Afin de minimiser les répercussions négatives de la réglementation et d'améliorer son efficacité, il est important d'obtenir tous les renseignements pertinents concernant son incidence sur les Canadiens avant de la mettre en œuvre. Cela nécessitera des consultations approfondies avec les intervenants canadiens concernés par le projet de réglementation. C'est principalement grâce à ces consultations que les répercussions seront le mieux comprises.

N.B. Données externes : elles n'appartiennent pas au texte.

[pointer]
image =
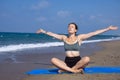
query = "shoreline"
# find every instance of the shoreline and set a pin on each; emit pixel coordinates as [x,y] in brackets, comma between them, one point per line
[108,56]
[97,58]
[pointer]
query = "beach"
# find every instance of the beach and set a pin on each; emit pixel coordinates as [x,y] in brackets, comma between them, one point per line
[107,55]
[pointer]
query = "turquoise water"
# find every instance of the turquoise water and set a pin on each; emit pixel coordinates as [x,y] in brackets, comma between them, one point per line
[21,41]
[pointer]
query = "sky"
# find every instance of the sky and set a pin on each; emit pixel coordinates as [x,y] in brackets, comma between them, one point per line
[55,15]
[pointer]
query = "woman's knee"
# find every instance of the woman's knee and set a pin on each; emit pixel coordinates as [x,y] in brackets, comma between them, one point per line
[87,59]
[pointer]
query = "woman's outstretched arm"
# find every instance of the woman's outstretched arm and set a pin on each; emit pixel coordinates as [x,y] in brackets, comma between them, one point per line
[57,36]
[88,35]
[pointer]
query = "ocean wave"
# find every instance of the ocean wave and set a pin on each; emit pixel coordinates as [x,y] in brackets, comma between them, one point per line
[9,48]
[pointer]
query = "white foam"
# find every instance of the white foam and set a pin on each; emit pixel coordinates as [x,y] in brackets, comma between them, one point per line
[9,48]
[28,46]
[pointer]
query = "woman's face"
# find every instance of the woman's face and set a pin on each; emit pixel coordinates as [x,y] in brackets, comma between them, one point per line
[72,29]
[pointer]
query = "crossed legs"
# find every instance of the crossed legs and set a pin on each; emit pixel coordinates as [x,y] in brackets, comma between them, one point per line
[75,69]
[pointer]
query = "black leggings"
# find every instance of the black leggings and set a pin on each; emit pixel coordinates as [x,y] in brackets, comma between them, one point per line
[71,61]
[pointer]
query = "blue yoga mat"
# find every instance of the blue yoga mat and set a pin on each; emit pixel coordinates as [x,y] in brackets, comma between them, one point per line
[87,70]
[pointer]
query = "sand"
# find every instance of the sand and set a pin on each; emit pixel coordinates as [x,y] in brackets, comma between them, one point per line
[108,56]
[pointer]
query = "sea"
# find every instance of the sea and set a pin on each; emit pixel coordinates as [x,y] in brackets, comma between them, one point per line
[13,45]
[21,41]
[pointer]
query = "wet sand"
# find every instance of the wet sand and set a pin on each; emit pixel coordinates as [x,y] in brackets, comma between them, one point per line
[108,56]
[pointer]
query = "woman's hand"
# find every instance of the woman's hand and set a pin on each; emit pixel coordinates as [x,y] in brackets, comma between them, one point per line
[41,31]
[112,27]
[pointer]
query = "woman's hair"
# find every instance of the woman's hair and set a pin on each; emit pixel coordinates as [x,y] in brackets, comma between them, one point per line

III. Analyse des incidences

Ce guide présente un cadre et des étapes d'analyse visant à favoriser une approche structurée de l'évaluation des politiques de réglementation et des mesures alternatives afin que les décideurs puissent disposer de recommandations éclairées. Les étapes ci‑dessous décrivent le processus de sélection de la meilleure mesure et la façon d'analyser les incidences des politiques de réglementation.

  • Étape 1 : Cerner les problèmes de politique publique, évaluer la nature de ces problèmes et des risques associés et définir la situation de référence.
  • Étape 2 : Définir les objectifs que la politique est censée atteindre.
  • Étape 3 : Élaborer des mesures réglementaires et non réglementaires alternatives et déterminer leur incidence sur la situation de référence.
  • Étape 4 : Mener une analyse des incidences – y compris une analyse coûts avantages et une analyse des intervenants ou une analyse de répartition – des différentes options et formuler des recommandations sur les mesures à prendre.
  • Étape 5 : Préparer un relevé comptable.

Pendant la phase de définition des problèmes, puis d'élaboration et d'évaluation des différentes politiques possibles, il est important de consulter les Canadiens et les parties concernées afin que les suggestions et rétroactions puissent être adéquatement prises en compte.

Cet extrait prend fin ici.